Agentjacking Bypasses All Security Controls in AI Coding Agents

Tenet Security disclosed a vulnerability class called agentjacking that allows attackers to inject malicious instructions into error data from services like Sentry, which AI coding agents then execute with full developer privileges. Testing achieved an 85% success rate across 100-plus targets, and 2,388 organizations were found with publicly exposed Sentry credentials vulnerable to this attack. The flaw bypasses all traditional security controls because every step in the attack chain is technically authorized.
TL;DR
- A single crafted Sentry error event can hijack Claude Code, Cursor, and Codex agents to execute attacker code with developer privileges
- Tenet achieved 85% success rate in controlled testing and identified 2,388 organizations with publicly exposed Sentry credentials
- The attack bypasses EDR, WAF, IAM, and firewalls because it uses authorized API calls and trusted data sources
- Only 34% of organizations apply the same security controls to AI agents as to humans, according to Okta/Apprize360 survey
Why It Matters
Agentjacking represents a new attack surface that existing security infrastructure cannot detect or prevent.

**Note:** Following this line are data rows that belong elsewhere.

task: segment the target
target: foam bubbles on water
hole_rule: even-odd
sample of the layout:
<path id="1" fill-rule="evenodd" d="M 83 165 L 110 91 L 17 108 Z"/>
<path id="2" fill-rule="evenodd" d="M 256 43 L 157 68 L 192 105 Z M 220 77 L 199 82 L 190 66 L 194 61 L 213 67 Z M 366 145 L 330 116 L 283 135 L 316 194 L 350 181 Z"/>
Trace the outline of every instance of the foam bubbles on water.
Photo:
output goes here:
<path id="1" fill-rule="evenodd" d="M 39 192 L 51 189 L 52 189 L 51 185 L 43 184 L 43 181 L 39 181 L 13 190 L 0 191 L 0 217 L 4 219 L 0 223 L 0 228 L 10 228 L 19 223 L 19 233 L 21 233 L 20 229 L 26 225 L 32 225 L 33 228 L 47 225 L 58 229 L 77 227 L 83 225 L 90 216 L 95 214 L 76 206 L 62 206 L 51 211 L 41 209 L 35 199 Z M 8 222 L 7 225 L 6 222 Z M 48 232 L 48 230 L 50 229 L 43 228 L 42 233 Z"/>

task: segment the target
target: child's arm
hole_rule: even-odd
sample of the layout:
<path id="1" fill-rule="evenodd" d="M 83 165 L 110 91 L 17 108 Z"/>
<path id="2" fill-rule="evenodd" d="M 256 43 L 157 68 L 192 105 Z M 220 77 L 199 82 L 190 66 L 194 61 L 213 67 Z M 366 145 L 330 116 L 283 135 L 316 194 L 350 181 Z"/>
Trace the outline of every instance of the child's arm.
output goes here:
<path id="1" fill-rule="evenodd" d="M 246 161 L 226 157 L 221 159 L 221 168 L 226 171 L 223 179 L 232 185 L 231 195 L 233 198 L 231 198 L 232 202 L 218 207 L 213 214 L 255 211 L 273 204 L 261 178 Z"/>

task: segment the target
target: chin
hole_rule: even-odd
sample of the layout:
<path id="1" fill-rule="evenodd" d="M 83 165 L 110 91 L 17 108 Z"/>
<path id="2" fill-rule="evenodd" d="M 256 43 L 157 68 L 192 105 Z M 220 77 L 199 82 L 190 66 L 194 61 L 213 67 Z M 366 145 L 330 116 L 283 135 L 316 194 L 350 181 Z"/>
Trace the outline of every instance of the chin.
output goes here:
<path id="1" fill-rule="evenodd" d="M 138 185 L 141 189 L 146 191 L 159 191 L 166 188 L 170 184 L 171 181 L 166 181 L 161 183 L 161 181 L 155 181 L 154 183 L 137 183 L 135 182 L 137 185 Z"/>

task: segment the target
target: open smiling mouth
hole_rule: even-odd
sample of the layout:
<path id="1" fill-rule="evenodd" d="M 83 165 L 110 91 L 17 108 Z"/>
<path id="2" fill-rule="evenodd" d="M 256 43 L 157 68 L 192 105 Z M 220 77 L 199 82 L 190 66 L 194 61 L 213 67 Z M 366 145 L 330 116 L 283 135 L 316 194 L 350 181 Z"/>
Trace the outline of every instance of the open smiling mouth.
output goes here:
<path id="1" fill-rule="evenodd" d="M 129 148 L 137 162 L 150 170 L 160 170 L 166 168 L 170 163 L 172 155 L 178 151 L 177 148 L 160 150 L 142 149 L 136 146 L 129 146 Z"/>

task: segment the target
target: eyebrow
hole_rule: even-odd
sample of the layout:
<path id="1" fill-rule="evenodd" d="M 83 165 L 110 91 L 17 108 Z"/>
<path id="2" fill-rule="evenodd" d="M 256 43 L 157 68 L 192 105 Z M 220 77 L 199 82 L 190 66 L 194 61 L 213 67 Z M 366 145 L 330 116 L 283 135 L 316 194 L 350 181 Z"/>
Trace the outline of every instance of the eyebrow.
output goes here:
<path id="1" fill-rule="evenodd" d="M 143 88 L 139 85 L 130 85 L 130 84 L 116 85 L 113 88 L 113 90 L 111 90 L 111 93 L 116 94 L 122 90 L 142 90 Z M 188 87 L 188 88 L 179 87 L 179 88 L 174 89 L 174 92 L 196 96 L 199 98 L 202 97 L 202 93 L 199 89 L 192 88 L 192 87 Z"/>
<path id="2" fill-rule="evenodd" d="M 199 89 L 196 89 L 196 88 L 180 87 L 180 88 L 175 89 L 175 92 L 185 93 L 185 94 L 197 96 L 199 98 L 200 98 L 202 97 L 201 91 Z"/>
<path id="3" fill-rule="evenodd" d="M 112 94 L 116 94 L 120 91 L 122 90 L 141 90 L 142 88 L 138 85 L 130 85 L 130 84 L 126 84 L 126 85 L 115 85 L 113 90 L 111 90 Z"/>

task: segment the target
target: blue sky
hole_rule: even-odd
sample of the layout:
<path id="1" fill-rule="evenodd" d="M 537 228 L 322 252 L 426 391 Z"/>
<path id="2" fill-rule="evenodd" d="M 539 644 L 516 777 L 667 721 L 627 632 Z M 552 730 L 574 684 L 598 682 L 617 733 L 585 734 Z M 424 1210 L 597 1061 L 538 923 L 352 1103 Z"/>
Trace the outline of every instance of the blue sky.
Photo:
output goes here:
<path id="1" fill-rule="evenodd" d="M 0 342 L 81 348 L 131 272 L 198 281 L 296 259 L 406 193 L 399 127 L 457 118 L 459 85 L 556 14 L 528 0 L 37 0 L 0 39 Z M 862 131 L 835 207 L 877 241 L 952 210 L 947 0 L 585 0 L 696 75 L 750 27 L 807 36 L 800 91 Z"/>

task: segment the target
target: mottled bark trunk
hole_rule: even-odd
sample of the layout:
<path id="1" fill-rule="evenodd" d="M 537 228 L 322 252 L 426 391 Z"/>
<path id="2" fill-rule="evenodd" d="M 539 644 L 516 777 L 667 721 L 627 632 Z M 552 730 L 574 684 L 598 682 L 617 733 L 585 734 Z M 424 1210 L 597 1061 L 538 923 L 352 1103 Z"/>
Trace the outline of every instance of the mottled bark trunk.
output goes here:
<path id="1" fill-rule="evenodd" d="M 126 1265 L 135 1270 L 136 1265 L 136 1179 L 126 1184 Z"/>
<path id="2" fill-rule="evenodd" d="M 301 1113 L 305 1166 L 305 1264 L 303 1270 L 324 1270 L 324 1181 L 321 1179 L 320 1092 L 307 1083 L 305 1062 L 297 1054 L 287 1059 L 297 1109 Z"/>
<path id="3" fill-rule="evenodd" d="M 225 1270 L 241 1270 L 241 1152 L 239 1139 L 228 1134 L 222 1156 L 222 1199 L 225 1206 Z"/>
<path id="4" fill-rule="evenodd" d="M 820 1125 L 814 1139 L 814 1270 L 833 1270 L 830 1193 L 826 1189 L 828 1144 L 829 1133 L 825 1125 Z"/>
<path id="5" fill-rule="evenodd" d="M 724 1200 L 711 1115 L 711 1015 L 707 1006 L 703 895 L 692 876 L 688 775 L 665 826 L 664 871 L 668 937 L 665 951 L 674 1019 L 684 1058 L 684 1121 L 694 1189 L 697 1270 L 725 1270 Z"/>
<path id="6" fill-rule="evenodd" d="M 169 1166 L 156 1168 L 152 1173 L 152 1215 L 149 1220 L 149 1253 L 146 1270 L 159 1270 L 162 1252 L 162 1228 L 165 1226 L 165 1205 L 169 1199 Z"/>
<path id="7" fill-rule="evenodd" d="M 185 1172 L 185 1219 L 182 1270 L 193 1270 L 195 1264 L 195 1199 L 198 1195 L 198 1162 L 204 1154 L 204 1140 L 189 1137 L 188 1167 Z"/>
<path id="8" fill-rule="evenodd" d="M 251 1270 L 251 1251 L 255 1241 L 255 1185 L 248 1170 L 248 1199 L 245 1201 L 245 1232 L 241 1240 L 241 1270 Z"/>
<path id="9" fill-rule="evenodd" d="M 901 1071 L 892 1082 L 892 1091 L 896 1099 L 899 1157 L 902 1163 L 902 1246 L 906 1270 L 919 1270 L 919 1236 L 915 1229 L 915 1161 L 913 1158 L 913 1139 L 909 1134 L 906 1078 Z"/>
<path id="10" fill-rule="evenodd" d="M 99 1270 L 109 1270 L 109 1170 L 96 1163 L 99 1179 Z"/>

Because AI agents execute commands as authorized users accessing trusted data sources, traditional perimeter and endpoint controls remain blind to the attack. This creates a systemic vulnerability across any organization running AI coding agents connected to monitoring and incident management platforms.
Business Impact
Organizations deploying AI coding agents face a gap between the privileges those agents hold and the security controls monitoring them. One captured Claude Code environment contained live AWS secret access keys and private repository URLs, demonstrating that agentjacking can expose production credentials and source code at scale. The Cloud Security Alliance classified this as a systemic MCP vulnerability class, signaling industry-wide risk.
Key Implications
- AI coding agents require runtime security controls distinct from traditional user and endpoint security, a gap the industry has not yet addressed
- Public DSN credentials for services like Sentry, Datadog, PagerDuty, and Jira create injection vectors that agents will trust as legitimate diagnostic output
- Organizations must audit publicly exposed credentials and restrict what data agents can execute based on, not just who can access the data
- The gap between agent deployment and security approval is widening, with agent estates doubling while monitoring barely moved according to Gravitee survey
What to Watch
Monitor for runtime security solutions designed specifically for AI agents, as CrowdStrike and others begin addressing the gap in agent-specific controls. Watch for policy changes from Sentry, Datadog, and other MCP-connected services around what data agents can access and execute. Track adoption of security controls that distinguish between developer commands and agent-initiated commands in response to external data.